Voltando à venda das ações, a CPI e o governo Itamar descobriram, rastreando contas telefônicas, que a comissão do governo anterior, que preparou a venda das ações, deu inúmeros telefonemas para a sede da Southern, nos Estados Unidos. O que representantes do governo Azeredo admitiram, alegando que não viam problemas no fato da Southern ter participado da elaboração do edital para o leilão das ações. "Esse é mais um absurdo nesse processo", diz a procuradora do Estado.

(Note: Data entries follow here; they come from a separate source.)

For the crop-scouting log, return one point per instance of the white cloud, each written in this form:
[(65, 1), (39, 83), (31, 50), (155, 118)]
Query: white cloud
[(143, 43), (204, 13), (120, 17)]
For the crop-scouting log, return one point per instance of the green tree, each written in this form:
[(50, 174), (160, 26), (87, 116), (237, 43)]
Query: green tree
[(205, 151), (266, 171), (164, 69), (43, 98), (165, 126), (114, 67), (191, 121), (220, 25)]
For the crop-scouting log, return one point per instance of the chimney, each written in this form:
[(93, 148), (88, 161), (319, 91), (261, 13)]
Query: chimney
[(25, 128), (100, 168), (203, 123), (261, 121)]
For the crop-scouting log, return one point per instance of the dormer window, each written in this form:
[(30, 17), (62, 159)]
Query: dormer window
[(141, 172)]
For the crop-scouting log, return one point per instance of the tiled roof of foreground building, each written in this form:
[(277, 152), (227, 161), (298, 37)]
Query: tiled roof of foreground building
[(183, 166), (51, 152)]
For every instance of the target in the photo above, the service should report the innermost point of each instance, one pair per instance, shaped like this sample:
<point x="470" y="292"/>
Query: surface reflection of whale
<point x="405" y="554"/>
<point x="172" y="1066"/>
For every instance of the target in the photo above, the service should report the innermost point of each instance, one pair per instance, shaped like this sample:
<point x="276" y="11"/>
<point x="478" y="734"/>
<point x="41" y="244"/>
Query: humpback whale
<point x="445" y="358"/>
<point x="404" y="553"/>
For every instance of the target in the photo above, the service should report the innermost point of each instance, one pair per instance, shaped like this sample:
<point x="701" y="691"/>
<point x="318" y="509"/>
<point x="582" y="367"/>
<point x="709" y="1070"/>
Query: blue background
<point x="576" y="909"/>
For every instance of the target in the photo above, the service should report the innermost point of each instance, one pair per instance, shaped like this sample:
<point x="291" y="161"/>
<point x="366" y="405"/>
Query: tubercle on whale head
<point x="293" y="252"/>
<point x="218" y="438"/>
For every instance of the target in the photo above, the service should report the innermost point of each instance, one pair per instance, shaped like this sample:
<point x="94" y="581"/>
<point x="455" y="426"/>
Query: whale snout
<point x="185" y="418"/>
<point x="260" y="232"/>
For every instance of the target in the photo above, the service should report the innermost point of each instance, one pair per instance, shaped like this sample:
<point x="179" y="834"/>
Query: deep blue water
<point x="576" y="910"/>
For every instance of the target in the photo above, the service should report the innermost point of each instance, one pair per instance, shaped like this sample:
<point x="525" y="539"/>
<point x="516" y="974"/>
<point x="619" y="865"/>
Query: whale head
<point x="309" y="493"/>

O ex-presidente de Furnas no período presidencial de Itamar, Marcelo Siqueira, homem de confiança do governador que hoje preside a Copasa, Companhia de Águas do Estado do Estado, acompanha de perto o episódio Cemig. Siqueira afirma: "o governo anterior escolheu o valor acionário, em vez de ter optado por vender parte da Cemig pelo seu valor patrimonial. No segundo caso, Minas teria arrecadado mais de R$ 5 bilhões com a venda dos 33% das ações, já que a Cemig e suas hidrelétricas valem mais de R$ 15 bilhões."